Yönetim her şeyi kapsıyor. İnsanın kendini yönetmesiyle başlıyor. Aile, çevre, toplumun yönetilmesinden tutun dünyayı yönetmeye kadar her aşamada var. Yönetim dediğimiz zaman iki kavram ön plana çıkıyor. Yöneten ve yönetilen. Bir yerde yöneten olurken aynı anda başka bir yönden yönetilen olabiliyoruz. Yönetiminin önemini fark eden ülkelerde yıllardır yöneticilik eğitim olarak devam ediyor. Ülkemizde de bu konuda resmi ve özel sektörde çok kapsamlı çalışmalar yapılıyor. Dersler, seminerler, kurslar veriliyor. Daha iyi yönetim nasıl olmalı sorusunun cevabı aranmaya devam ediyor.
Ağırlığı kamu yönetimi olmak üzere yönetim bilimi liselerde de seçmeli ders olarak okutuluyor. Kamu Yönetimi mezunu olarak bu alanda önemli konuları köşemizde sizlerle paylaşmayı düşünüyorum. Yönetimin birçok yönü var ancak bugünkü yazımızda yönetimin uygulama aşamalarından birisi olan toplantı yönetimi ve toplantının önemi ile ilgili bir yazıyla bitirmek istiyorum. Devlet eski bakanlarından Namık Kemal Zeybek yirmi yıl önce başından geçen bir olayı anlatıyor. Katılırız katılmayız virgülüne dokunmadan tırnak içinde veriyorum, birlikte okuyalım.

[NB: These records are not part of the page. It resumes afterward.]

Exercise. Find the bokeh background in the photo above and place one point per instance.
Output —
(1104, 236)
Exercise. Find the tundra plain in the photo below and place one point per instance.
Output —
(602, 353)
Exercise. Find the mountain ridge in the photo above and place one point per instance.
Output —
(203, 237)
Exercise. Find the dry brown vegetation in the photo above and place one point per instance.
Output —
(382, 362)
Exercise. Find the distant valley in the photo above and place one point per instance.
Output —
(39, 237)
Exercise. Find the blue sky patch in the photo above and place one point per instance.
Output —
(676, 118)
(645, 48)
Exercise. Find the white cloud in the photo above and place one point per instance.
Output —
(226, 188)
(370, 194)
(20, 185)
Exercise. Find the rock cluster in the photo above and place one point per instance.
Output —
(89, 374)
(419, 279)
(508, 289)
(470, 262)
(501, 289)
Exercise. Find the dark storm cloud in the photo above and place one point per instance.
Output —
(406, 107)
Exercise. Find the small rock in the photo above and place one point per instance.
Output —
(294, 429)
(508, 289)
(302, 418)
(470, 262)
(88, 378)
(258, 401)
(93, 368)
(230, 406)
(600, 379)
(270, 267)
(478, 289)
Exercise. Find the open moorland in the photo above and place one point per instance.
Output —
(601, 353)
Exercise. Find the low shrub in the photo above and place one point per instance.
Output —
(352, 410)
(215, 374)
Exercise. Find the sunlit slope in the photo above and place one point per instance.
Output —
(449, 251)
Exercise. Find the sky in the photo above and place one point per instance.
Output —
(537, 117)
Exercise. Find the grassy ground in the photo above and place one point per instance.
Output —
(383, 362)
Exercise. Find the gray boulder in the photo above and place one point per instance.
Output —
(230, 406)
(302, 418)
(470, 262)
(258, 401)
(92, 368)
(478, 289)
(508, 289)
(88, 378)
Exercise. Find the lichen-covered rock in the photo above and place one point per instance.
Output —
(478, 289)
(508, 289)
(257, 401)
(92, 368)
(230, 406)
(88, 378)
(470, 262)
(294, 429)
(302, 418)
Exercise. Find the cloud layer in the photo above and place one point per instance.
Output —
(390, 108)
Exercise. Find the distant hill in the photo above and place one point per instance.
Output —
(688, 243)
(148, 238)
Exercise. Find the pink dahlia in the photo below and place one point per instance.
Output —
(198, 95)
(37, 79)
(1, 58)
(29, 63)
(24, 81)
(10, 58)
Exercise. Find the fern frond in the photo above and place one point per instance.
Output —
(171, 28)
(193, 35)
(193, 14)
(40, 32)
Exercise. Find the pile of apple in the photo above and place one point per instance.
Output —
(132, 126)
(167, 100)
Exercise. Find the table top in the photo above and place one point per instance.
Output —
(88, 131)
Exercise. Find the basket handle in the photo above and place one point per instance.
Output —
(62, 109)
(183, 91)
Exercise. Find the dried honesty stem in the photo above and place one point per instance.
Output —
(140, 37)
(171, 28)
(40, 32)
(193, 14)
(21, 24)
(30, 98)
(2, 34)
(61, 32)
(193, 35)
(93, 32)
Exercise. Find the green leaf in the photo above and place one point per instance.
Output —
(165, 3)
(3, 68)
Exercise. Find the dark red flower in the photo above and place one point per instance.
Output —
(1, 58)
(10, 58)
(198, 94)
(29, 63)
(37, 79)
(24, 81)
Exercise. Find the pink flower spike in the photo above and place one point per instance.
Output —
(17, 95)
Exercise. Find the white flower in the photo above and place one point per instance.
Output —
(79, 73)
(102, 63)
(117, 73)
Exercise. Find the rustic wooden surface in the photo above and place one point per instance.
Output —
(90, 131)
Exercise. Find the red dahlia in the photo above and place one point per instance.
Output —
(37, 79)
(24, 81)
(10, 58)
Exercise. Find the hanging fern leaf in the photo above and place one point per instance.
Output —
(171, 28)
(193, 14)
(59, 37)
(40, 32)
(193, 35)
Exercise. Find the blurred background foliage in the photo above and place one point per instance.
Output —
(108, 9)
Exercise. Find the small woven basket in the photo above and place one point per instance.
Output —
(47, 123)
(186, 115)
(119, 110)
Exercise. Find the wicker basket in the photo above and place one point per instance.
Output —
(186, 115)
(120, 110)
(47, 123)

“Neden Amerikalılar bu kadar ileri? ABD’yi güçlü kılan temel unsur nedir? Bu sorunun cevabını Amerika’da 1990 yılında Memphis’de belediyece yapılan toplantıda öğrendim. Toplantı ve tören salonu en ince ayrıntısına kadar planlanmıştı. Herkesin oturacağı yer belirlenmiş ve koltuklarda adlar yazılıydı. Salonda en küçük bir karışıklık yoktu. Toplantı başlamadan önce belli bir saatte salonda toplandık. Her şey tam olarak planlandığı ve önceden ilan edildiği gibi zamanında başladı ve bitti. Bana da iki buçuk dakikalık konuşma süresi verilmişti. Ben ve diğer konuşmacılar, bize verilen süre kadar konuştuk ve toplantı ilan edilen dakikada bitti. İşte ABD bu. ABD’yi güçlü kılan temel unsur her şeyden önce bu ciddiyet ve bu üstün yönetim bilgisi ve bilinci.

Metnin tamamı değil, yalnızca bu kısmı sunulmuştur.